Dave’s post comparing VM pricing prompted Joyent to blog that VMs are not the only measure of cloud.

While I completely agree that clouds are not all about VMs, I think that Joyent is too limited in their definition of cloud in their reply.  We’re seeing an emergence of services as the differentiator between clouds.

Looking at Amazon, Azure, and Google, the clear way to reduce cloud spend is to migrate applications to consume their services (SQL, Storage, Bus, etc).

If cloud users are primarily concerned about price per hour (which I’m not convinced is the case) then they have real motivation to migrate from purely VM (or SmartMachine(tm) ) based applications to ones that use services.

Cloud Culture Clash Creates Opportunities

In my opinion, one of the biggest challenges facing companies like Dell, my employer, is how to help package and deliver this thing called cloud into the market.  I recently had the opportunity to watch and listen to customers try to digest the concept of PaaS.

While not surprising, the technology professionals in the room split into across four major cultural camps: enterprise vs. start-up and dev vs. ops.  Because I have a passing infatuation with pastel cloud shaped quadrant graphs, I was able to analyze the camps for some interesting insights.

The camps are:

  1. Imperialists:  These enterprise type developers are responsible for adapting their existing business to meet the market.  They prefer process oriented tools like Microsoft .Net and Java that have proven scale and supportability.
  2. MacGyvers: These startup type developers are under the gun to create marketable solutions before their cash runs out.  They prefer tools that adapt quick, minimize development time and community extensions.
  3. Crown Jewels: These enterprise type IT workers have to keep the email and critical systems humming.  When they screw up everyone notices.  They prefer systems where they can maintain control, visibility, or (better) both.
  4. Legos: These start-up type operations jugglers are required to be nimble and responsive with shoestring budgets.   They prefer systems that they can change and adapt quickly.  They welcome automation as long as they can maintain control, visibility, or (better) both.

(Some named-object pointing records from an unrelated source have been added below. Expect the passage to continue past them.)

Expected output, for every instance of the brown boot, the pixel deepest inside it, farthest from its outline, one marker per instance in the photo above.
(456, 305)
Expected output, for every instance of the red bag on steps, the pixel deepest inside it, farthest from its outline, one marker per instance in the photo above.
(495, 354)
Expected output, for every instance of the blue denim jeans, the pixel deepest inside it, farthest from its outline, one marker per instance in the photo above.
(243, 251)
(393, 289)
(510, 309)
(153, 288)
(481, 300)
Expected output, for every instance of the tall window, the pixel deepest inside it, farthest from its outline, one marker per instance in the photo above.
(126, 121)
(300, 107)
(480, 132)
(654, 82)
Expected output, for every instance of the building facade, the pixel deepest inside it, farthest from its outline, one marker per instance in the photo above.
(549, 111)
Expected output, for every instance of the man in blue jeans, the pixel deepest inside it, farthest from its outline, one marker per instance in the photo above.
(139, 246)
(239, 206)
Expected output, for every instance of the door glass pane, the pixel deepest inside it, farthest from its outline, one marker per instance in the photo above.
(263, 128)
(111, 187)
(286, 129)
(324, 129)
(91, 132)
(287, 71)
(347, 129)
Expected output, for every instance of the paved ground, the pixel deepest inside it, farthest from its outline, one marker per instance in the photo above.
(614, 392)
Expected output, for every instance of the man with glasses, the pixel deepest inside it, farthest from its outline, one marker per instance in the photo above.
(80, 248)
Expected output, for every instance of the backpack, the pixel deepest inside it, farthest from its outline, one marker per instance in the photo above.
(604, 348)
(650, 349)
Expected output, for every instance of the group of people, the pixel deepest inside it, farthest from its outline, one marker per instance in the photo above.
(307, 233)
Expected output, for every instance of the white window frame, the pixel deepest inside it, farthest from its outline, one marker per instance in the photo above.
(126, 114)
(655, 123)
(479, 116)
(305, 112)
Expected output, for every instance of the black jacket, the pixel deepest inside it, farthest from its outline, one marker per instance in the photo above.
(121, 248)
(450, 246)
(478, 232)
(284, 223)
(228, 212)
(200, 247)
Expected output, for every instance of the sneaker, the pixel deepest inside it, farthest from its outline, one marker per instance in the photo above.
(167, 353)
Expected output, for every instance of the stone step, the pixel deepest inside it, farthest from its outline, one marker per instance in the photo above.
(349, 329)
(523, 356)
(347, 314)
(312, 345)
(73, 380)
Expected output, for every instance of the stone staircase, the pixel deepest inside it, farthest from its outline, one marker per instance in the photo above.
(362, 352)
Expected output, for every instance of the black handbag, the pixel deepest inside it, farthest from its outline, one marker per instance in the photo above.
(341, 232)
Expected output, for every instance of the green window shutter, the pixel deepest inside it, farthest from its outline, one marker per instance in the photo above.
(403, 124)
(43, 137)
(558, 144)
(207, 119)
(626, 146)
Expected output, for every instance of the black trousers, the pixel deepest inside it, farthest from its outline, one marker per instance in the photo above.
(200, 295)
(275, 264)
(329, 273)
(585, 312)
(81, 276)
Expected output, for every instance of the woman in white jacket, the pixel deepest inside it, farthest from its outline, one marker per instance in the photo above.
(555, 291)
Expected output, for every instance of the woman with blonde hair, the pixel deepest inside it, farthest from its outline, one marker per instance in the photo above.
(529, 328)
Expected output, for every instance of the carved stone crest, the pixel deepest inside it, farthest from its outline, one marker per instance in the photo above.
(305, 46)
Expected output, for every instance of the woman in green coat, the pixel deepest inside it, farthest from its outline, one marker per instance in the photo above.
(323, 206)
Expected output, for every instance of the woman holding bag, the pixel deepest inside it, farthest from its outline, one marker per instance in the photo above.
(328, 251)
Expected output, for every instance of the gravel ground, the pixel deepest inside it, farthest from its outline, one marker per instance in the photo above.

This graph is deceiving because it underplays the psychological break caused by willingness to take risks.  This break creates a cloud culture chasm. 

On one side, the reliable Imperialists want will mount a Royal Navy flotilla to protect the Crown Jewels in a massive show of strength.  They are concerned about the security and reliability of cloud technologies.

On the other side, the MacGyvers are working against a ticking time bomb to build a stealth helicopter from Legos they recovered from Happy Meals™.  They are concerned about getting out of their current jam to compile another day.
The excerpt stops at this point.